A SUNDAY TIMES BOOK OF THE YEAR
More words have been written about about Muhammad Ali than almost anyone else. And yet, until now, the one voice missing has been the one belonging to the man who knew him best.
Muhammad Ali was, without doubt, the world's most-loved sportsman. At the height of his celebrity he was the most famous person in the world. And no-one was closer to him than Rahaman Ali, his only sibling and best friend.
Born Cassius and Rudulph Valentino Clay, the two brothers grew up together, lived together, trained together, travelled together, and fought together, in the street and in the ring.
A near-constant fixture in his famous sibling's company, Rahaman saw Ali at both his best and his worst: the relentless prankster and the jealous older brother, the outspoken advocate and the devoted family man. From time spent relaxing together behind closed doors, to encounters with kings, presidents and celebrities, he is able to offer an insider's perspective on all the well-known stories as well as never-before-told tales.
In My Brother, Muhammad Ali, Rahaman paints an evocative, rich and intimate portrait of Muhammad Ali - of both the legend and the man. Full of poignant, moving and surprising memories, it will show readers the icon through a different and more honest lens, painting a portrait of an affable, sweet, proud and yet relentlessly polarizing man.
Many books have been written about Ali, but most have focused on a particular period of his life or a key fight. In this extraordinary, unrivalled memoir on life with the great man, Rahaman tells a much bigger and more personal story - that of two brothers, almost inseparable from birth to death. It is the final and most important perspective on one of the most iconic figures of the last century.

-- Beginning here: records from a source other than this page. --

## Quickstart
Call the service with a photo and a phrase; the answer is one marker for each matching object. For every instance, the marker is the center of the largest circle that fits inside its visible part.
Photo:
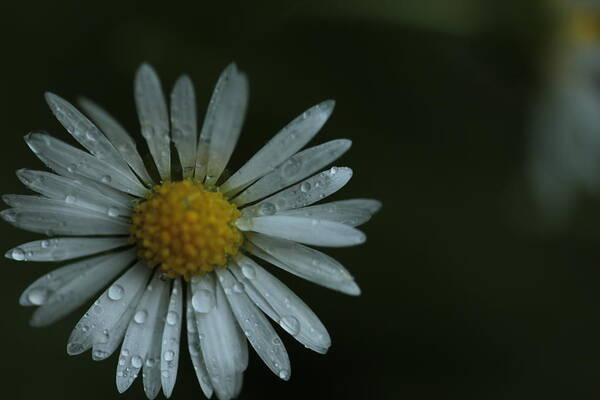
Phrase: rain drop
(17, 254)
(290, 324)
(172, 318)
(115, 292)
(267, 209)
(140, 316)
(136, 361)
(248, 271)
(203, 301)
(37, 296)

No one was closer to Muhammad Ali than Rahaman, his only sibling and best friend. The brothers lived together, trained together and shared pivotal experiences, from Ali's time in the Nation of Islam to the 'Rumble in the Jungle' fight against George Foreman. Rahman became Ali's best sparring partner and part of his inner circle, also acting as a personal bodyguard throughout his brother's career. Rahman retired from competing as a heavyweight himself in 1972, with a record of 14 wins, three losses and one draw.